# MCP Gateway
[](https://github.com/MikkoParkkola/mcp-gateway/actions/workflows/ci.yml)
[](https://crates.io/crates/mcp-gateway)
[](https://www.rust-lang.org)
[](https://opensource.org/licenses/MIT)
**Give your AI access to every tool it needs -- without burning your context window or building MCP servers.**

MCP Gateway sits between your AI client and your tools. Instead of loading hundreds of tool definitions into every request, the AI gets 4 meta-tools and discovers the right one on demand -- like searching an app store instead of installing every app.
## Why
**The context window is the bottleneck.** Every MCP tool you connect costs ~150 tokens of context overhead.

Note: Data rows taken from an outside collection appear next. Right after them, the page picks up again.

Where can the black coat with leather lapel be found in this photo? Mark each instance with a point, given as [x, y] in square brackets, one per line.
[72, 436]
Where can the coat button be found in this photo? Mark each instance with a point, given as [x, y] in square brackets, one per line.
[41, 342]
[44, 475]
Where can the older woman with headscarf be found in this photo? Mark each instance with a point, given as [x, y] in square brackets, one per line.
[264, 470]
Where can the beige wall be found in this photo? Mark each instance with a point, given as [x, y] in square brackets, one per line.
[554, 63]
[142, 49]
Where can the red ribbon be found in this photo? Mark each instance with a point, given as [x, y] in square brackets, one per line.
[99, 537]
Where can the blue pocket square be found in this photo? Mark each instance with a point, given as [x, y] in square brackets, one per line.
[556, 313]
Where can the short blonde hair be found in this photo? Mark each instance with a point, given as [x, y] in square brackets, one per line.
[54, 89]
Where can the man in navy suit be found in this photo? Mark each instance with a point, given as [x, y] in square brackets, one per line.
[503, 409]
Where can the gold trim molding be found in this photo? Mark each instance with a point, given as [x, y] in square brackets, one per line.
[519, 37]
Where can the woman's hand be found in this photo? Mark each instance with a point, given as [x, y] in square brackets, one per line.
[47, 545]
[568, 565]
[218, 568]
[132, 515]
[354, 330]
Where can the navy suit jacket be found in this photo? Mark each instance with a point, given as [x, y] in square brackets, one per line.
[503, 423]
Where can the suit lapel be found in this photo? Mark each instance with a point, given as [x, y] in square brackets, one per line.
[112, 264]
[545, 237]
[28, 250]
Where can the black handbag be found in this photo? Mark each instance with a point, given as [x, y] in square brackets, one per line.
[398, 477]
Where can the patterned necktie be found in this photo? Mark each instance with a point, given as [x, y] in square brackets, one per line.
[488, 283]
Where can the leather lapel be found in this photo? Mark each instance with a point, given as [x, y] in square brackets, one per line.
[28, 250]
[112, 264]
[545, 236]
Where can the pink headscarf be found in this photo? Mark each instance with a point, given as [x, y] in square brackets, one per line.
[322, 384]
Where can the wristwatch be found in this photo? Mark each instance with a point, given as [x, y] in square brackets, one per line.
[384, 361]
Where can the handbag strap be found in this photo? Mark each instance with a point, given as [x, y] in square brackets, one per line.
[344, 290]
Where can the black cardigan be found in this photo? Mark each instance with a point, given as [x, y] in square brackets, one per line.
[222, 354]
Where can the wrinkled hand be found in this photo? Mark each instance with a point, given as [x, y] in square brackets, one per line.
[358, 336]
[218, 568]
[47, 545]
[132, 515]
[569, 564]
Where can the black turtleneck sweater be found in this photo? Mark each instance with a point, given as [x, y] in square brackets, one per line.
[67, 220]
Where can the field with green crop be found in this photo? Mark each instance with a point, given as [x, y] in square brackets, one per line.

Connect 20 servers with 100+ tools and you've burned 15,000 tokens before the conversation starts -- on tool definitions the AI probably won't use this turn.
Worse: context limits force you to **choose** which tools to connect. You leave tools out because they don't fit -- and your AI makes worse decisions because it can't reach the right data.
MCP Gateway removes that tradeoff entirely.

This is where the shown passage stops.